Thursday, January 17, 2008

Hive Mind



I usually try to avoid the comparison between humans and ants because it sounds like something a crazed, cartoon villain might utter, but after watching a TED talk on the insects, it occurred to me that there are useful analogies worth considering.

Invariably, in any debate about science, you are likely to meet the old argument that "we can't know anything with certainty" and, frankly, this argument is solid and true. When scientists admit this truth, those who raise the argument often act smug and secure in the belief that science is therefore wrong about a great many things. Well, this is a terrible and unreasonable attitude.

The finite, limitedness of an individual does not equate directly to the system. It is REMARKABLE the way a colony of ants can survive, grow, and behave in complex behavior patterns while individual, finite ants follow comparatively simpler patterns.
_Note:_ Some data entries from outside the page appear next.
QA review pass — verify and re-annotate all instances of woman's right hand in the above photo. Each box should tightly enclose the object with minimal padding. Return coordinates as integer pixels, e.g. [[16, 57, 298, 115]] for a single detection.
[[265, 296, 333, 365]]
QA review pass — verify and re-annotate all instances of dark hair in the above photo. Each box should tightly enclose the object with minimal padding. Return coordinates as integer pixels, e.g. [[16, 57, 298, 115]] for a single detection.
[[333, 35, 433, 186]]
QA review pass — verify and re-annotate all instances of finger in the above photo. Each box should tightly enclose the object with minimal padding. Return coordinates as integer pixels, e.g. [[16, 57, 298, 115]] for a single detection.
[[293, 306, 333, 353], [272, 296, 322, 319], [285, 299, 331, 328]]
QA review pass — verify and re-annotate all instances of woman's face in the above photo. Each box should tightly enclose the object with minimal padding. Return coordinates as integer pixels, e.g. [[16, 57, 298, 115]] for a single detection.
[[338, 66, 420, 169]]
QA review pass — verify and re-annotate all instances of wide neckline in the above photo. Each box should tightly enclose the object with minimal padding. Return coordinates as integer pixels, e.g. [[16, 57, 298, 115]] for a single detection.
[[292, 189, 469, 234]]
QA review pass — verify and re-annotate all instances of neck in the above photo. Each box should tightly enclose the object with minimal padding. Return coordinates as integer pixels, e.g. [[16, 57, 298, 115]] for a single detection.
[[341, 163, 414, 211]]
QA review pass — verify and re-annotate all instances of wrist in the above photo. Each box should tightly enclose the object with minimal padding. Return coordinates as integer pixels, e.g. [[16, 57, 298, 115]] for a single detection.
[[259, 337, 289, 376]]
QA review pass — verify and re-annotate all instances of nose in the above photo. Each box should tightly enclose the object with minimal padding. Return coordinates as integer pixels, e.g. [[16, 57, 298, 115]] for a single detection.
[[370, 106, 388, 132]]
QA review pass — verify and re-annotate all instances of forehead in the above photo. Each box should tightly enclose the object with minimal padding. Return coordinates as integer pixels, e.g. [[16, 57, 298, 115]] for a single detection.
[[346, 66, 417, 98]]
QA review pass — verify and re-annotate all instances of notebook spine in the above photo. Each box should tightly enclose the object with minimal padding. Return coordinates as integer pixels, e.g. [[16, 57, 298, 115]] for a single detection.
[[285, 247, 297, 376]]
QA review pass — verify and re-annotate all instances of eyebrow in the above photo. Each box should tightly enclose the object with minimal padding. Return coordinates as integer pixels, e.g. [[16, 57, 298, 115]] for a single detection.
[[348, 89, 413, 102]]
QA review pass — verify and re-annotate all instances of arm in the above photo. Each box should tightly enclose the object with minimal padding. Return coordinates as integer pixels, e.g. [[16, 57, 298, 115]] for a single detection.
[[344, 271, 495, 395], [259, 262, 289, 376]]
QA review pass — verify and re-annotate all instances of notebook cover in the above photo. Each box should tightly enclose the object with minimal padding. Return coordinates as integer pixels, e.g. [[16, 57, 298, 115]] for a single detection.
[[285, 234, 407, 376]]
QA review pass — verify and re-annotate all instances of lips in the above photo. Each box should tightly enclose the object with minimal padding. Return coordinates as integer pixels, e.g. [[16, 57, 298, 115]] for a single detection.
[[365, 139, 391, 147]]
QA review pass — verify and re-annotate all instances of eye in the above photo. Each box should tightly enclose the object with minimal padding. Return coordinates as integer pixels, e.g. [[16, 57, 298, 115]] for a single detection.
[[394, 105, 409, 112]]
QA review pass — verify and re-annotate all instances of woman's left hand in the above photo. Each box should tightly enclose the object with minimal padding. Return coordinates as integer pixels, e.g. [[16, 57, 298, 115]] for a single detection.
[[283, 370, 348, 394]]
These ants are able to overcome their individual meagerness by working in conjunction.

Well, Humanity does the same thing. We have been able to overcome our time and memory limitations through community and inventions like the written word. Science benefits especially from, and is in fact a form of, the hive mind. Isn't that a neat way of thinking about things? Yes, we cannot know things with certainty, and yes, individuals are deeply limited, but when working in conjunction, we can discover unknown worlds and forces --atoms and interstellar systems-- we can work simply, discover complexity, and defeat limitations.

I don't know, there's just something neat about looking at human achievement as a kind of hive mind that is greater and more complex than the motors that power it.